An artist at work in Spike Island. To keep going the centre needs a cash boost similar to the Covid culture recovery fund .
The Mercury theatre, Colchester Next month, a procession to mark Colchester’s elevation to city status will start at the Mercury theatre, a landmark in the Essex town since 1937 that has recently undergone a £14m upgrade.
Three days later, the curtain will go up on Beauty and the Beast, this year’s Christmas panto, with 70% of tickets already sold.
Coming after two years of Covid closures and financial stress, things seem to be looking up for the Mercury. So why does Steve Mannix, its chief executive, warn of a “crisis point” by Easter?
The environmentally friendly building is facing a huge increase in its annual energy bills, from £38,000 last year to up to £120,000 in 2022-23.
The cost of materials for sets and costumes, all made in-house, has risen 30%. Stock for its bar and cafe has also gone up.
And its 118 hardworking and loyal staff, understandably, would like a pay rise.
Meanwhile, says Mannix, its audiences are also feeling the pinch.
“They’re booking late, and less frequently. We’re choosing very carefully what to programme. We’re looking at discounting tickets, but we don’t have infinite resources.
We’re crossing our fingers a lot.” Harriet Sherwood .
Spike Island contemporary art centre, Bristol .
When he crunched the numbers on projected energy costs for the coming year, Robert Leckie said: “it just felt like, here we go again”.
Leckie is director of the Spike Island arts complex in Bristol – a large post-industrial space that hosts galleries, co-working spaces for creative industries, commercial business tenants, artists’ studios and the University of the West of England’s fine art programme.
To heat the leaky 1970s former tea-packing warehouse has historically cost £75,000-£80,000 a year, or about 5-8% of their total budget, said Leckie.

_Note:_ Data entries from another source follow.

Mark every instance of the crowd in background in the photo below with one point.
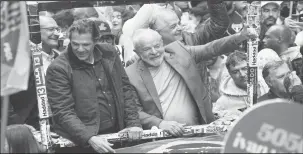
(203, 74)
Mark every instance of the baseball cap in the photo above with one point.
(263, 3)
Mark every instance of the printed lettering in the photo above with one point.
(239, 140)
(38, 77)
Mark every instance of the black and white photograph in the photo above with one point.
(161, 76)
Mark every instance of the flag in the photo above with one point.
(15, 55)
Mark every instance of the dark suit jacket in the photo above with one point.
(72, 94)
(183, 59)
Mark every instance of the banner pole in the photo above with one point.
(253, 21)
(4, 118)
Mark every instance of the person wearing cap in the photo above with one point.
(90, 93)
(283, 82)
(166, 22)
(270, 13)
(106, 36)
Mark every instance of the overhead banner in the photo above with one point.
(15, 56)
(274, 126)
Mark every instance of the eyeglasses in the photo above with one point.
(53, 29)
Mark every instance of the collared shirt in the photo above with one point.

“But we’re forecasting this year that it’s going to at least triple to around £240,000. That’s easily £150,000 that we just don’t have.”
To put that in context, the organisation received £250,000 a year from the Arts Council as a national portfolio organisation, designed to support areas that have little cultural provision.
“Having come through Covid and successfully navigated a very, very difficult situation, it feels borderline absurd to be in a situation again where you are having to find huge additional savings on the basis of something which feels so beyond your control,” he said.
What the organisation needs to keep going is a significant, sectorspecific injection of emergency cash similar to the pandemic’s culture recovery fund, he said.
“If the government don’t want museums or galleries, or studio providers to fold, that is going to be necessary. The scale of this is absolutely in line with what we faced during Covid.”
Truthfully, however, “I don’t feel that’s likely. But you have to hope.”